Implications should be taken with caution as the preliminary evidence is limited in its conclusions by not including a non-broker comparison, the small sample size, and correlational nature of the analysis. Nevertheless, this is the first study to explore the relationship of emotional brokering experiences and L1 proficiency on cognition. Given these limitations, future work should consider an experimental causal design such as priming or inducing positive/negative feelings to examine how EFs are affected by socio-emotional experiences. Future research should explore the effects of language dominance and socio-emotional experiences in other bilingual groups, including bilinguals with and without brokering experiences (e.g. L2 learners, heritage speakers, and formal translators).
Conclusion
With the breadth of findings on bilingualism effects on EF, there is limited knowledge about how specific bilingualism factors influence performance. Recent work (Baum & Titone, 2014; Surrain & Luk, 2017; Takahesu Tabori et al., 2018) encourages bilingual researchers to provide greater details when describing participant sociolinguistic contexts to better understand the root of ‘cognitive differences’ when comparing bilinguals to monolinguals. Our work shows how EF performance is moderated by L1 proficiency and brokering experiences that are emotionally negative. These findings provide evidence on how LB provides an emotional context that can impact EF abilities.
Footnotes
Acknowledgements
The authors are grateful to our research assistant, Gerardo Morales Mendez, for his assistance with data collection.

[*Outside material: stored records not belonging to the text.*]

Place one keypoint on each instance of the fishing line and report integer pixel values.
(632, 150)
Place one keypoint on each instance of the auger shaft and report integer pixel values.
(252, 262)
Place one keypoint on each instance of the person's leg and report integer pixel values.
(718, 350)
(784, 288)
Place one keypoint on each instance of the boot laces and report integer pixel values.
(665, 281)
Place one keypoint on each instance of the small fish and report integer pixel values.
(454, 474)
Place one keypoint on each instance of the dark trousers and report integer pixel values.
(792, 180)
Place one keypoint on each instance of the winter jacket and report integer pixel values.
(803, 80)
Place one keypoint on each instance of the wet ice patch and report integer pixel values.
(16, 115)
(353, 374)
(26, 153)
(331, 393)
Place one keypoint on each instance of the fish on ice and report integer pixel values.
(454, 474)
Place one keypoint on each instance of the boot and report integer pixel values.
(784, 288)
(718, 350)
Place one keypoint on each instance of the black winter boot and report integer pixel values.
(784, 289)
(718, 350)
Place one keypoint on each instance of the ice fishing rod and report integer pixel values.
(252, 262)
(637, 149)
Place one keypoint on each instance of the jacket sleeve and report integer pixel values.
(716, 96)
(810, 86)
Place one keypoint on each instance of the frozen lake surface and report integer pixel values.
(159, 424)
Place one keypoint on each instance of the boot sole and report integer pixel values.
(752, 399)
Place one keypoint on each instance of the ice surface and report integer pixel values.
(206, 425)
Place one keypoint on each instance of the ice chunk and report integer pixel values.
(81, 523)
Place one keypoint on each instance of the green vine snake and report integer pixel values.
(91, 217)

Declaration of conflicting interests
The author(s) declared the following potential conflicts of interest with respect to the research, authorship, and/or publication of this article: Any opinions, findings, and conclusions or recommendations expressed in this article are those of the authors and do not necessarily reflect the views of The University of Texas at Austin and/or the National Science Foundation.
Funding
The author(s) disclosed receipt of the following financial support for the research, authorship, and/or publication of this article: Support for this research was provided through awards to Belem G. López by The University of Texas at Austin’s (UT Austin) Center for Mexican American Studies, the Office of the Dean in the College of Liberal Arts Summer Research Assignment Award, and a 2019–2020 Ford Foundation Postdoctoral Fellowship. Support also was provided through the National Science Foundation, Division of Behavioral and Cognitive Sciences (NSF-BCS) 1651128 awarded to Su Yeong Kim and Belem G. López, and awards to Su Yeong Kim from: (1) NSF-BCS 0956123; (2) Eunice Kennedy Shriver National Institute of Child Health and Human Development 5R03HD060045-02; (3) Office of the Vice President for Research and Creative Grant and Special Research Grant from UT Austin; and (4) Eunice Kennedy Shriver National Institute of Child Health and Human Development 2P2CHD042849-16 grant awarded to the Population Research Center at UT Austin.